The number of cases involving quasi-legal drugs that authorities took action against in the first half of 2015 rose to 633, nearly five times more than the 127 reported in the same period the previous year, a police report showed Thursday.
The preliminary report by the National Police Agency also said the police began investigating most cases last year and only 169 cases, or about 26.9 percent, were new, signaling “the pace of fresh detection has been falling as a result of enhanced crackdowns,” according to an NPA official.
The cases involve drugs chemically resembling or having similar effects to illegal narcotics, such as stimulants and marijuana or regulated drugs, as well as those containing quasi-legal or illegal substances while claiming they do not.

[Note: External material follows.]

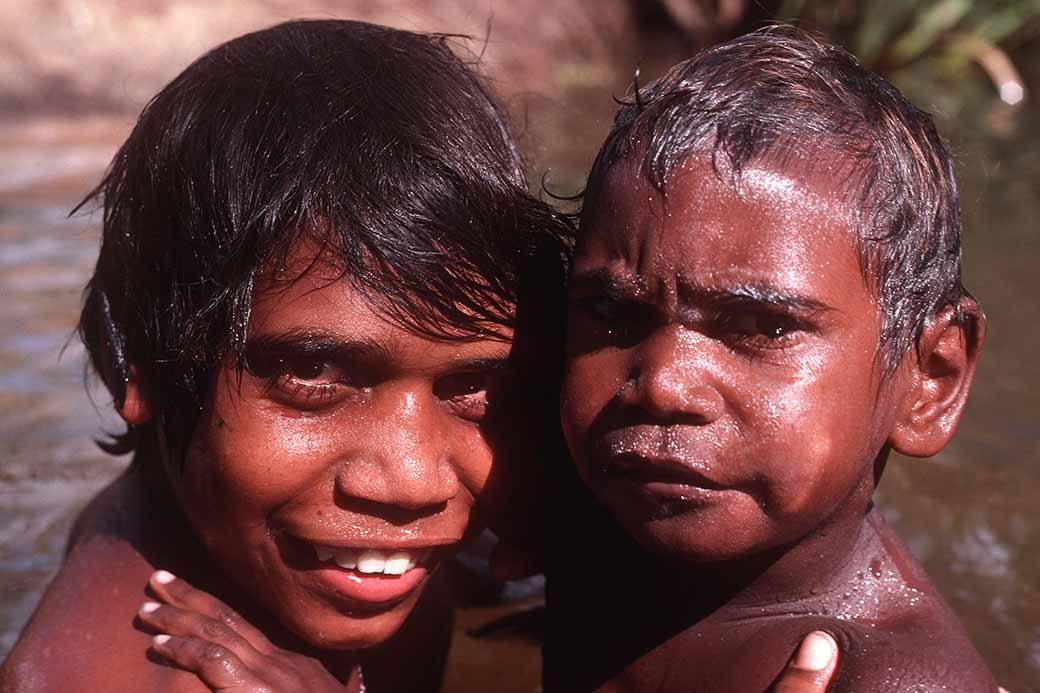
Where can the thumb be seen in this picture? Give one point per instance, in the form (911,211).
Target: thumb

The number of deaths believed to have been caused by the use of the drugs dropped to seven from the previous year’s 26, while the number of people killed in drug-related traffic accidents fell to zero from three, and those injured to nine from 51, the report said.
There were 39 cases of drug smuggling uncovered involving 43 people. That compares to the previous year’s two cases that involved five people. The increased numbers come after an amended customs law came into effect in April to include designated drugs that are now illegal to import.
Travelers from China were the most apprehended with 21 cases, followed by Canada with 10 and Britain with four.
The report showed a possible shift of where people obtain such drugs after police clampdowns lowered the number of stores selling the items to zero by July from 215 in March last year.
Of the 163 people involved in the cases detected this year, 63 said they obtained the drugs over the Internet and 28 said they did so at stores on the street, while the total for the latter, including cases where the investigations started last year or before, was 186, according to the report.